Vol. 21, No. 4, pp. 6–10, Apr. 2023. https://doi.org/10.53829/ntr202304fr1
Researchers Are the Source of Social Progress. Be Confident in Your Research Theme and Aim for the Next Big Topic
In the wake of the COVID-19 pandemic, remote work, for which image and voice communication using personal computers and smartphones plays a vital role, has become commonplace. NTT Fellow Takehiro Moriya has been engaged in research on speech- and audio-signal coding for about 40 years to improve and innovate communication and quality of life. We interviewed him about the changes in technology development in the field of speech- and audio-signal coding and his attitude as a researcher.
Keywords: speech and audio coding, IVAS, standardization
Pursuing speech- and audio-signal coding
—Could you tell us about the research you have conducted over the past 40 plus years and how it has changed over time?

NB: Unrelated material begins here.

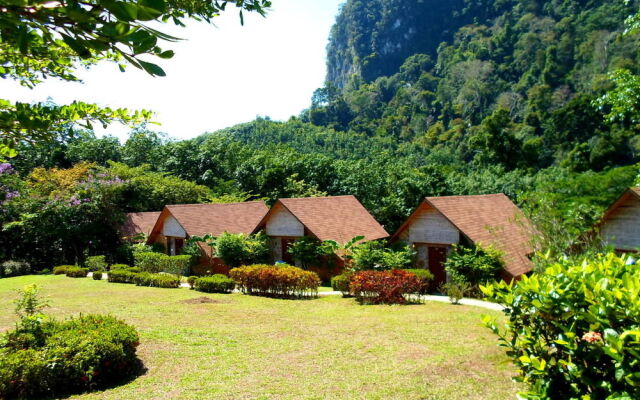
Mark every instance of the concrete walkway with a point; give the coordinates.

I have been investigating speech- and audio-signal coding, namely, digitizing voice and music signals and compressing them efficiently and with high reproducibility. For example, the music we enjoy through portable music players and digital broadcasting is not simply digital data of the original signal; it is compressed data in which the volume of the digital data is reduced by about 90%.
Nippon Telegraph and Telephone Public Corporation focused on researching analog speech (including speech quality) transmitted over the limited bandwidth of the telephone and significantly contributed to developing international standards set by the CCITT (Comité Consultatif International Télégraphique et Téléphonique), the predecessor of the International Telecommunication Union - Telecommunication Standardization Sector (ITU-T).
Along with the progress in research on the digitization of telephone networks and terminals, research on the digitization and compression of analog speech signals has also progressed, and this research is the origin of our research on speech- and audio-signal coding at NTT. With the digitization of relay networks, NTT’s “INS Net 64” and “INS Net 1500” ISDN (Integrated Services Digital Network) services began in 1984, and as those services became widespread, speech- and audio-signal coding became more important. In the 1990s, second-generation (2G) mobile phones, which use digital technologies, appeared, and expectation for speech- and audio-signal coding increased thanks to its ability to ensure quality under the severe limitations on transmission bit rates, etc. imposed on mobile networks compared with fixed networks. Our coding technology satisfying certain conditions, such as ensuring sound quality at low bit rates even if a transmission-code error occurs, was adopted in Japan’s standard coding scheme for 2G mobile phones following a competitive process. Our elemental technologies were also adopted in 3G mobile phones and Internet protocol (IP) phones, contributing to the improvement in speech quality of mobile telephony throughout the world.
—You have achieved research results that have had an impact on the world.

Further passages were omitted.